Zorba en Boeddha in conflict?

De vraagsteller zei dat de Boeddha en de Zorba voortdurend met elkaar in conflict zijn in zijn persoonlijkheid. Mijn hele filosofie is om een harmonieuze eenheid te brengen tussen de Zorba en de Boeddha in ieder mens. Maar de vragensteller vraagt alleen vanuit zijn mind. In werkelijkheid, in de feitelijke ervaring, kunnen Zorba en Boeddha nooit met elkaar in conflict zijn. Dit moet onderstreept worden, want in werkelijkheid ligt de Zorba diep in slaap. Hij weet niets over de Boeddha, en je kunt niet vechten met iets waar je niets over weet!

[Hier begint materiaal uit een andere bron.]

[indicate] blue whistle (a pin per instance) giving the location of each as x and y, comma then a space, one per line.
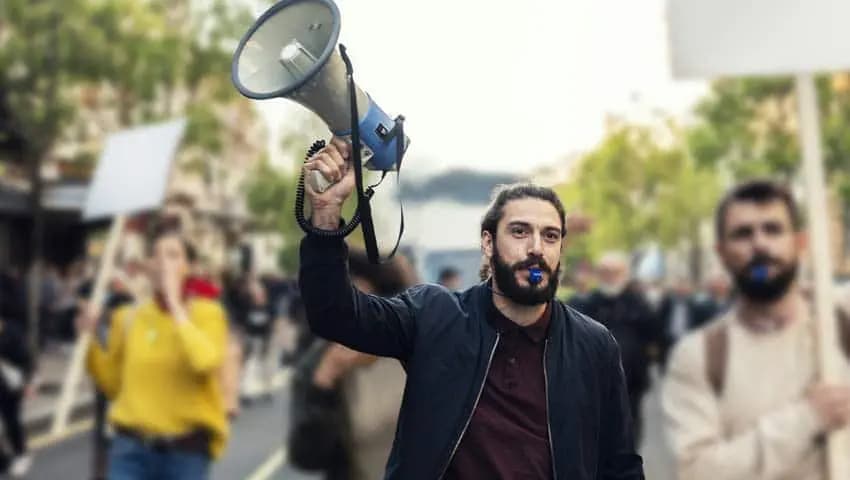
759, 273
535, 276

De Zorba vermoedt niet eens dat er meer is in het leven dan eten, drinken en vrolijk zijn. Dat is zijn hele levensfilosofie, er is niets daarbuiten. Hoe kan hij in conflict komen met de Boeddha?  Beiden moeten gelijktijdig aanwezig zijn om in conflict te zijn. Dit is een heel eenvoudige rekensom. Als de Boeddha in jou is ontstaan, als dat ontwaken in jou heeft plaatsgevonden, verdwijnt Zorba. Het is net alsof je sliep en nu wakker bent: als je wakker bent, is er geen slaap meer. Zorba is de naam van je spirituele slaap.
Ze kunnen niet naast elkaar bestaan. Zodra je bewust bent, alert, aandachtig, verdwijnt de duisternis van het onbewuste. Ofwel is Zorba er, en is Boeddha sluimerend. Boeddha is slechts een zaadje voor zover het Zorba betreft. Het is niet-existentieel. Wanneer Boeddha tot bloei is gekomen, verdwijnt Zorba. Net zoals de duisternis verdwijnt wanneer je het licht binnenbrengt. Je kunt licht en duisternis niet samen hebben.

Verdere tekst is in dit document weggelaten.